Consumers put Tiger in their tank in pandemic
Tiger Brands’ share price came close to a two-year high on Wednesday, following an upbeat annual general meeting address, during which new chair Geraldine Fraser-Moleketi expressed optimism about the group’s prospects as it enters its second century.
The share price strength and Fraser-Moleketi’s optimism was underpinned by a solid trading update, revealing volume growth of 2.6% in the three months ended 31 December.
Both the share price and the chair’s optimism seem undented by the sharp deterioration in trading in January (although the share price fell yesterday).
New lockdown restrictions hit sales and reduced the overall growth in group revenue for the four months to 31 January, to 9.4%, driven mainly by price inflation.

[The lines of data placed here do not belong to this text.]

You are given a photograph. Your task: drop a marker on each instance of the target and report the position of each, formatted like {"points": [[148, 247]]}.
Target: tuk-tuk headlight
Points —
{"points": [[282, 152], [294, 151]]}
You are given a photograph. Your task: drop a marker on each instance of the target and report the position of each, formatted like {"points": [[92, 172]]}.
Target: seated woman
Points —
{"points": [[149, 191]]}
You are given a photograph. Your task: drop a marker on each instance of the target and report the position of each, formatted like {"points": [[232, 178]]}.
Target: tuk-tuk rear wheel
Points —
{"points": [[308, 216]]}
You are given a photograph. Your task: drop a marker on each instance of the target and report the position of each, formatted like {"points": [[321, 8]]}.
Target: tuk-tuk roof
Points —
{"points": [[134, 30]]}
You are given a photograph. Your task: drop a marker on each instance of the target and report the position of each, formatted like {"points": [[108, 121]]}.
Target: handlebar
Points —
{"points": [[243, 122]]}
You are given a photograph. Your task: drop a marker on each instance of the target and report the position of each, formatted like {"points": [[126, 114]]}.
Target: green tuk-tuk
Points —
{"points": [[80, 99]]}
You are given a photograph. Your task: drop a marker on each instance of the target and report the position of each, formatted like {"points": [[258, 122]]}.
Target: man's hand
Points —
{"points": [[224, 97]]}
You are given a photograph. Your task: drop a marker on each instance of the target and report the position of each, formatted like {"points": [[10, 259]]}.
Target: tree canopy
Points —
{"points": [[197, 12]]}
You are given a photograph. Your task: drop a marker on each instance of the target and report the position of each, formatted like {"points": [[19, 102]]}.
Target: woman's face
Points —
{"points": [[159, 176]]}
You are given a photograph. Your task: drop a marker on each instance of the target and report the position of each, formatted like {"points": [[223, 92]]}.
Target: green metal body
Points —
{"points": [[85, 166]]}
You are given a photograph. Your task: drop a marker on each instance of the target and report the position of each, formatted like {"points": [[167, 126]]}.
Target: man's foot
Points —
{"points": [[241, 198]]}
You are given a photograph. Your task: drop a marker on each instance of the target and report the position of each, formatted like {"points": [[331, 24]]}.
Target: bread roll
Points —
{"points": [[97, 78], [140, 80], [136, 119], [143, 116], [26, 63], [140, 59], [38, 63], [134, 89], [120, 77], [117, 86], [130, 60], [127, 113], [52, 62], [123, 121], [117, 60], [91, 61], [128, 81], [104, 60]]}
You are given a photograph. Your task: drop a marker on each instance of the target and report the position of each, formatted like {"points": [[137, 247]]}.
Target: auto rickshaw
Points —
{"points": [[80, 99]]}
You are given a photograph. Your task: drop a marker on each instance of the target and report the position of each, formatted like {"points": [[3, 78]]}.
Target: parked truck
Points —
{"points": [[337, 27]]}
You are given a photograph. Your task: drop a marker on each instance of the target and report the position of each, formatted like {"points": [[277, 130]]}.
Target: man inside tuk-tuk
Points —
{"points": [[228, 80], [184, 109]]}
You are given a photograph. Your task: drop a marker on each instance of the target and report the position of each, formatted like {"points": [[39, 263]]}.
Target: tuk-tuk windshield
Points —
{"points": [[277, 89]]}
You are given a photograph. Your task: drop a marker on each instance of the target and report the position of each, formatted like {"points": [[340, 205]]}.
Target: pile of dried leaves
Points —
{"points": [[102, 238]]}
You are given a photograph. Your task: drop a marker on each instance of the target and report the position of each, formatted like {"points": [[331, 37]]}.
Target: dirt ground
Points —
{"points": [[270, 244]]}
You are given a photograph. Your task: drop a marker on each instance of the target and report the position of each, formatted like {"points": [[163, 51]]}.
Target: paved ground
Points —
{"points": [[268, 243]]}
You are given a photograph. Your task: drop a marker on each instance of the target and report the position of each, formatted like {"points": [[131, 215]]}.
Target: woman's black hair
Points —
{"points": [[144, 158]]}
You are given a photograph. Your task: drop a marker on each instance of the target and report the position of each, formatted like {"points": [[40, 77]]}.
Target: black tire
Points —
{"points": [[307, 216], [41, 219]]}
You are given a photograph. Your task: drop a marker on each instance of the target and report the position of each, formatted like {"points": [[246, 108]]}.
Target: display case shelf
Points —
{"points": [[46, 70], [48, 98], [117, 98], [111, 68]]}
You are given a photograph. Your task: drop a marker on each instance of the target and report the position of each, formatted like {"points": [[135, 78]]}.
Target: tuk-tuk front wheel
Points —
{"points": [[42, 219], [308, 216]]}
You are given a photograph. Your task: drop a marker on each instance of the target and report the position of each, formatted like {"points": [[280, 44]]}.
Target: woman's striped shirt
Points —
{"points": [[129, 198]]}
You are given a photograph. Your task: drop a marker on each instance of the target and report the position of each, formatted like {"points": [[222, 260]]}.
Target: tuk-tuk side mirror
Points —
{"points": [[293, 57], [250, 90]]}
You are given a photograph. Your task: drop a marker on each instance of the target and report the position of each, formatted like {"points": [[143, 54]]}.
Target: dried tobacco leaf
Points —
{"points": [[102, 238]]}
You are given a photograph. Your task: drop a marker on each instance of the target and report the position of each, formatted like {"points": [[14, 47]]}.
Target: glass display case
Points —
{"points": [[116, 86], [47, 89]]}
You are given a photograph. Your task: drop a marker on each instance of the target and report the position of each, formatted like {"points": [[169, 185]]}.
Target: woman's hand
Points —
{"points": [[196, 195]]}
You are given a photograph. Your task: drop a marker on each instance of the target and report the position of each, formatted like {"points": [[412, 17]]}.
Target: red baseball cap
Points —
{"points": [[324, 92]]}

Fraser-Moleketi described employees’ response to the Covid-19 crisis as “phenomenal” and said it helped to ensure South Africans had a secure supply of food and groceries despite lockdown restrictions.
The trading statement stated while it was not immune to the tragic consequences of Covid-19, its robust health and safety protocols appear to have had a positive impact.
“These [protocols] include the frequent screening of employees as well as the use of antigen testing across our sites.
“Although there were no major disruptions to business continuity, some businesses were impacted by inbound supply disruptions.”
Costs relating to Covid-19 preventative measures amounted to approximately R26 million for the four months to 31 January. And it seems the challenge is far from over.
“As a precautionary measure, contingency plans have been put in place to mitigate the potential disruption of our internal and external supply chains in the event of an anticipated third wave,” said the company.
During the four months, volume growth had been achieved across many parts of the business “with particularly strong performance in maize, oatbased breakfast offerings, rice, snacks and treats, and beverages, as well as home care, personal care and baby”.
“Groceries’ volumes were affected by increased competitor activity, inbound supply chain disruptions and poor seasonal demand.”
In her first chair’s address, Fraser-Moleketi referred to the group’s previous “mis-steps as an organisation” but made no specific mention of any of them.
The biggest was undoubtedly the listeriosis crisis in financial year 2018.